また、一部の海外メーカーでは、大量の在庫を抱える事情から、製造後長期間経ったパネルを出荷する可能性もあるため、海外からパネルを船便で輸入する際に数枚のパネルを抽出し、テュフ(ドイツの国際的認証機関で世界シェア7割)などの認証機関で割れ(クラック)や性能について検査した後に検収している業者も多く、補助金の認定要件として、上記のような認証機関の認証が要件となっているものも多い。

以上から、太陽光パネルについては海外メーカーのものも含め、認証機関の認証がなされているものが好ましいと言えよう。M&Aで太陽光発電事業を売却する際、地盤や太陽光パネル等に保証が付されていれば、買収側へのアピールポイントとなるのは言うまでもない。

今年の9月末までの期限で太陽光発電事業者に課された、事業計画の提出に伴うメンテナンスの厳格化により、メンテナンスコストも増加するなど、太陽電池モジュールに付随するコストは年々増加している。以上の通り、太陽光発電所の物理的条件を担保するコストは、太陽光パネルの単価を除けば、増加傾向にあると言える。

一方、FITによる買取価格は低下しており、採算のとれない事業が増加している。一般的には、FIT導入当初(固定買取価格40円~36円)では、kw当たりの工事単価は30~35万円でも採算が取れたようであるが、現行の買取価格ではkw当たりの工事単価を12~14万円で抑えないと採算に合わないと言われている。

太陽光発電ビジネスに参入した事業者としては、基礎工事、架台、モジュールといった発電所の各構成要素から、それぞれ土木工事業者、サッシ製造業者、電気工事業者等が多く見られる。
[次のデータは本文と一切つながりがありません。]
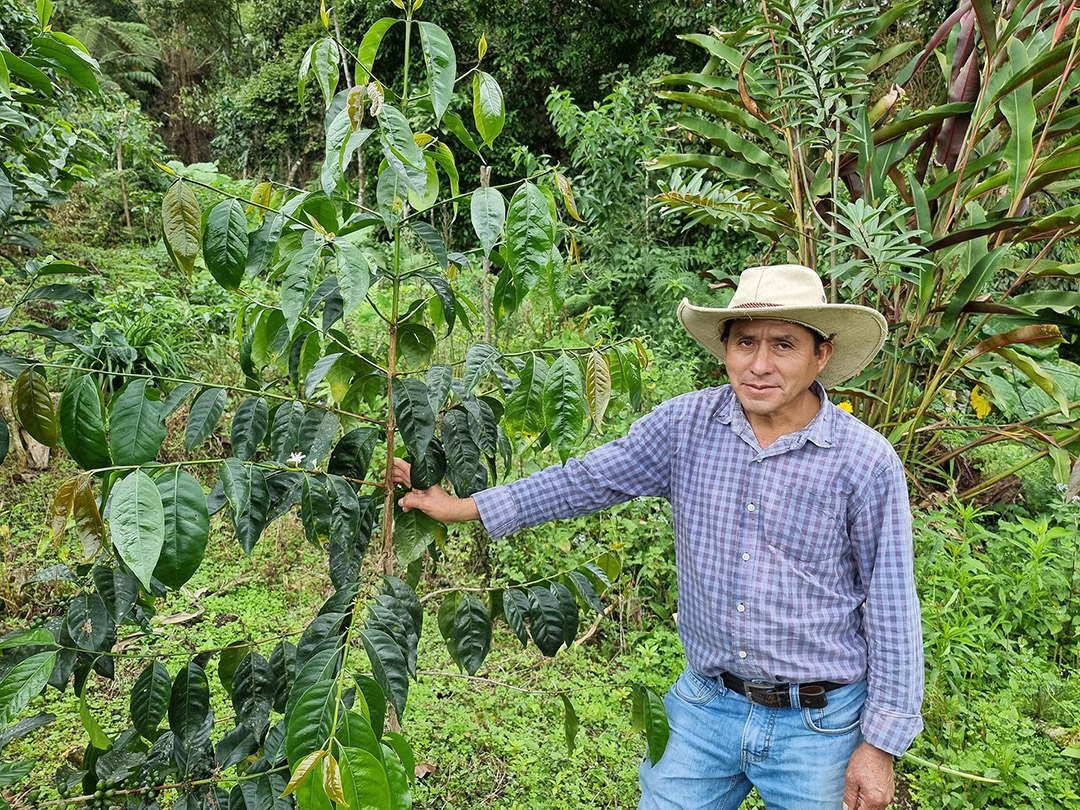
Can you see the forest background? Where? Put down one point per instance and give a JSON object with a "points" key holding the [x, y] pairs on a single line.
{"points": [[609, 161]]}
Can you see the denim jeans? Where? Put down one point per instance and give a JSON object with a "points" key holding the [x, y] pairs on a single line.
{"points": [[721, 745]]}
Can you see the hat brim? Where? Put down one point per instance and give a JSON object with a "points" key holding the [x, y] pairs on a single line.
{"points": [[859, 333]]}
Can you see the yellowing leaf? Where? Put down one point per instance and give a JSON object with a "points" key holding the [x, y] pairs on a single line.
{"points": [[302, 771]]}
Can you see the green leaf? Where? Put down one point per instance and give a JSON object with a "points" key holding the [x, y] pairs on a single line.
{"points": [[250, 427], [136, 424], [564, 405], [388, 666], [253, 693], [488, 111], [93, 728], [225, 243], [187, 527], [203, 417], [649, 715], [530, 235], [545, 620], [310, 720], [488, 213], [354, 274], [472, 633], [414, 531], [442, 65], [82, 423], [189, 703], [364, 781], [415, 343], [22, 683], [137, 524], [413, 414], [461, 448], [352, 455], [181, 221], [369, 45], [515, 608], [149, 701], [569, 724], [34, 406]]}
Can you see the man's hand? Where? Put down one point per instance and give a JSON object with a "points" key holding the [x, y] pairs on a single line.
{"points": [[433, 501], [869, 784]]}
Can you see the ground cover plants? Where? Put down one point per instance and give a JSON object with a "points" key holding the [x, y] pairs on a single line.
{"points": [[208, 598]]}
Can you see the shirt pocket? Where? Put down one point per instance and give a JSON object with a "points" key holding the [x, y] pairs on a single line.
{"points": [[806, 525]]}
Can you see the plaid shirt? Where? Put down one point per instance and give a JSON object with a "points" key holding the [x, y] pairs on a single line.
{"points": [[795, 563]]}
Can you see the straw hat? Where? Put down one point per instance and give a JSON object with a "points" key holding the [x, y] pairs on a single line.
{"points": [[793, 293]]}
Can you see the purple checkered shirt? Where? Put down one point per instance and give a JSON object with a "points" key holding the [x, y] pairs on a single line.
{"points": [[795, 563]]}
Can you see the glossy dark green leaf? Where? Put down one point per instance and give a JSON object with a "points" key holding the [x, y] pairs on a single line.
{"points": [[189, 703], [415, 343], [262, 243], [203, 417], [82, 423], [285, 434], [187, 527], [488, 213], [525, 405], [545, 620], [388, 667], [530, 235], [310, 720], [22, 683], [250, 427], [648, 714], [137, 524], [569, 607], [253, 693], [472, 633], [136, 424], [88, 621], [118, 591], [488, 109], [515, 608], [569, 724], [564, 405], [34, 406], [150, 696], [364, 781], [315, 510], [225, 243], [462, 453], [413, 414]]}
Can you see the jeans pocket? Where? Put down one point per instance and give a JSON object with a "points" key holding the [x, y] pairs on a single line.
{"points": [[694, 688], [842, 714]]}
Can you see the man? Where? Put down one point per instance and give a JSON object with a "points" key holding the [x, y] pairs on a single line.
{"points": [[793, 542]]}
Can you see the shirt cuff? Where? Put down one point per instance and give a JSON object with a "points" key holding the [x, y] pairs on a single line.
{"points": [[890, 731], [497, 511]]}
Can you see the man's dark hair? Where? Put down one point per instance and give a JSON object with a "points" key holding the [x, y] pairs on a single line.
{"points": [[818, 337]]}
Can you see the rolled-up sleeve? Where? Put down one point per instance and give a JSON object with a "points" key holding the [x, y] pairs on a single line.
{"points": [[885, 555], [636, 464]]}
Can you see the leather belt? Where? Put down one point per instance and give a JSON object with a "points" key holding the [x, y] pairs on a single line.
{"points": [[812, 694]]}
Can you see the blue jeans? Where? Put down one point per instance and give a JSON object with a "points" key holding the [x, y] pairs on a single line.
{"points": [[721, 745]]}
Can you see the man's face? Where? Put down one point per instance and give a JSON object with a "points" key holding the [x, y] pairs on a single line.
{"points": [[771, 365]]}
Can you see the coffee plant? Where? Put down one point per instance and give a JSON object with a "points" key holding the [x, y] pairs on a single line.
{"points": [[315, 424]]}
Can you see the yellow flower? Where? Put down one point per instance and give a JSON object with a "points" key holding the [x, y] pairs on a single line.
{"points": [[980, 403]]}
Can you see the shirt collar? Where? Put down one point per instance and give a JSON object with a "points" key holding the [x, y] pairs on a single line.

こうした事業者の多くは、従来の自社事業以外の工事を外注に出すケースが多く、電力買取価格低下に伴う工事単価の低減要請に追いつけない業者も多くなってきている。

こうした理由から、太陽光発電所を設計から施工、パネルの仕入れまでトータルに請け負うことのできる企業は、現行のFITにおいても採算が確保できるため、工事受注が集中してきており、勝敗がより鮮明になってきている。上記のような状況から、これまで太陽光発電の設置工事を行ってきている業者のM&Aが増加している。

では、上記のような企業をM&Aで買収する理由は何か?現状においては、①施工販売先(分譲先)の情報を入手し、買取取得するリセール目的(セカンダリー)②太陽光発電事業者に課された事業計画の提出に伴う、メンテナンス需要の増加を見越したメンテナンス部隊としての買収などが挙げられる。その他にも太陽電池モジュールの廃棄処分の問題もあるが、その点については太陽光発電事業の事業性の観点で考えてみたい。